Former colleagues and students celebrated a Ballyvaughan resident with what was described as “the ultimate honour for a professor in America” on Wednesday.
Professor Emeritus Mary Ann Nevins Radzinowicz was presented with a festschrift, which literally translates to ‘feast of writing’, consisting of a volume of written work in her honour contributed by various authors.
Only the most accomplished professors receive a festschrift and Professor Radzinowicz said one of the most enjoyable aspects of the experience has been the organisation of “a sort of Irish academic hoolie” to celebrate. She also expressed her delight to be presented with the festschrift by one her former students, Professor Margaret Olofson Thickstun, the Jane Watson Irwin professor of English Literature at Hamilton College, New York State.
“What I like most of all about this is that, because the people who are giving this to me and the woman who edited the book of essays and is presenting it to me is coming a long way, we have invented a sort of academic Irish hoolie.
“We are having 14 people around who will be watching the spectacle and having some champagne and some food and I am looking forward to that,” Professor Radzinowicz told The Clare Champion.
Professor Radzinowicz read English at Radcliffe/Harvard and took her PhD at Columbia University, New York. She was awarded two Fulbright Scholarships to Cambridge University, England. While there she met and married her husband, Leon Radzinowicz, professor of criminology at Cambridge and founder of the Institute of Criminology at the university. Their two children live and work in London.
Professor Radzinowicz was a Fellow of Girton College, Cambridge and lecturer in English at the University of Cambridge. She was headhunted by the faculty of English at the Ivy League Cornell University in up-state New York where she was awarded the Jacob Gould Schurmann Chair of English Literature. Her field of studies was the poet, John Milton and 17th century English literature.

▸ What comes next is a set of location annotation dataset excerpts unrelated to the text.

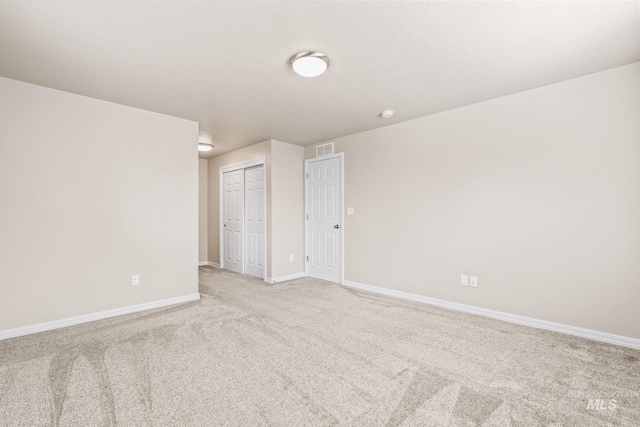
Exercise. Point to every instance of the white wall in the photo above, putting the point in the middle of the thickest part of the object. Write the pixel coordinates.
(92, 193)
(537, 194)
(203, 178)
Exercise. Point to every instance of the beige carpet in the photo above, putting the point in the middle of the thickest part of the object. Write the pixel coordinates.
(312, 353)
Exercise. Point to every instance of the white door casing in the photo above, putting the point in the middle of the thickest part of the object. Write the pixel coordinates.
(324, 218)
(254, 221)
(233, 185)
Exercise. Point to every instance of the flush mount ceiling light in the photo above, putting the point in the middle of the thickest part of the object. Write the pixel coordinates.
(309, 63)
(205, 146)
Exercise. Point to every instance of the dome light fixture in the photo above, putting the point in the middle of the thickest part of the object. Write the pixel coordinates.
(205, 146)
(309, 63)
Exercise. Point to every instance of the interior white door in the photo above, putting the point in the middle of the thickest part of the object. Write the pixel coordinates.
(233, 219)
(324, 221)
(254, 229)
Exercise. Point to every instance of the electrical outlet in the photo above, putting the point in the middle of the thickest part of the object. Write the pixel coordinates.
(464, 280)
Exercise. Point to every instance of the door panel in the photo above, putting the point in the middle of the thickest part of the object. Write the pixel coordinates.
(233, 187)
(324, 225)
(254, 221)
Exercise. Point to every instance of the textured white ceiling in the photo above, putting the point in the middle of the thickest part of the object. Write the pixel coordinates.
(224, 64)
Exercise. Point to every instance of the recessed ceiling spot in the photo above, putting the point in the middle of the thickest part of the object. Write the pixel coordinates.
(205, 146)
(309, 63)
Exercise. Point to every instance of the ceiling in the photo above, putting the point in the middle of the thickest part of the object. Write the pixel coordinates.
(224, 64)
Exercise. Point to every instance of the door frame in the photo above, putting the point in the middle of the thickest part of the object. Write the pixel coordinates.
(306, 210)
(255, 161)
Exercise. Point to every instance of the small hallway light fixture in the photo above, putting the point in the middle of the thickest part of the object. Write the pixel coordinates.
(309, 63)
(205, 146)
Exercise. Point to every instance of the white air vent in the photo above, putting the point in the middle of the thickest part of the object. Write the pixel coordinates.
(323, 149)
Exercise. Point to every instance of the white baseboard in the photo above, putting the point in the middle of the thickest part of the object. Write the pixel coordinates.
(507, 317)
(209, 263)
(284, 278)
(76, 320)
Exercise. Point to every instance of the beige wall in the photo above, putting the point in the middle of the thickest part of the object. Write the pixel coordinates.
(535, 193)
(285, 203)
(92, 193)
(203, 177)
(287, 208)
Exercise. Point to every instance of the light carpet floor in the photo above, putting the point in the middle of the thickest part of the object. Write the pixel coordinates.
(312, 353)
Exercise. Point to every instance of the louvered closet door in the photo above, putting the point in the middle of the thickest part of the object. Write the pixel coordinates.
(233, 211)
(254, 231)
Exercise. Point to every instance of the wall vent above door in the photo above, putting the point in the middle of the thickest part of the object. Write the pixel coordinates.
(323, 149)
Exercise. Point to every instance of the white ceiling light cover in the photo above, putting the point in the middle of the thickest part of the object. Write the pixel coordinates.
(205, 146)
(309, 63)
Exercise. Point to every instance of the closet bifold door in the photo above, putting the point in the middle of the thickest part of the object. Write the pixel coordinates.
(254, 221)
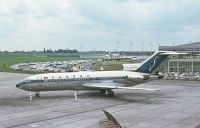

Some of her writing includes Toward Samson Agonistes The Growth of Milton’s Mind (Princeton University Press) and Milton’s Epics and the Book of Psalms (Princeton University Press). She also edited a number of books before her retirement in 1990 when she moved permanently to Ballyvaughan.
“I went as an undergraduate to Harvard and I shifted to Columbia. I already had an interest in 17th century literature but I thought at that time that it would be Shakespeare. At Columbia there were three of the best possible scholars to study with, two in the English department and one in philosophy. They simply taught Milton so beautifully and so well that I wanted to study him. Then I shifted my interest,” Professor Radzinowicz recalled.
“I found him very interesting, not just his work but also the man himself. He believed in divorce and the first essay I wrote was about his divorce tract. He particularly believed, something that was quite revolutionary, that if a marriage was not sexually fulfilling then it should be abandoned at once, by the couple simply agreeing that they were divorced. He believed it should be instant and automatic,” she added.
Professor Radzinowicz’s interest in Milton was intensified through her study of his play, Samson Agonistes.
“Milton wrote a kind of Greek tragedy on a biblical subject, Samson. When Samson was blinded, Milton found blind Samson unable to act, a very appealing figure, and he wrote a marvellous play about him, Samson Agonistes. It created a great controversy too because it ends with a violent smash up where he pulls down the columns of the temple and brings it down on himself and everyone in it. Critics were divided between those who thought it was a betrayal of his Christianity and those who thought it perfectly satisfactory,” she said. The festschrift is a book of essays entitled Rival Hermeneutics.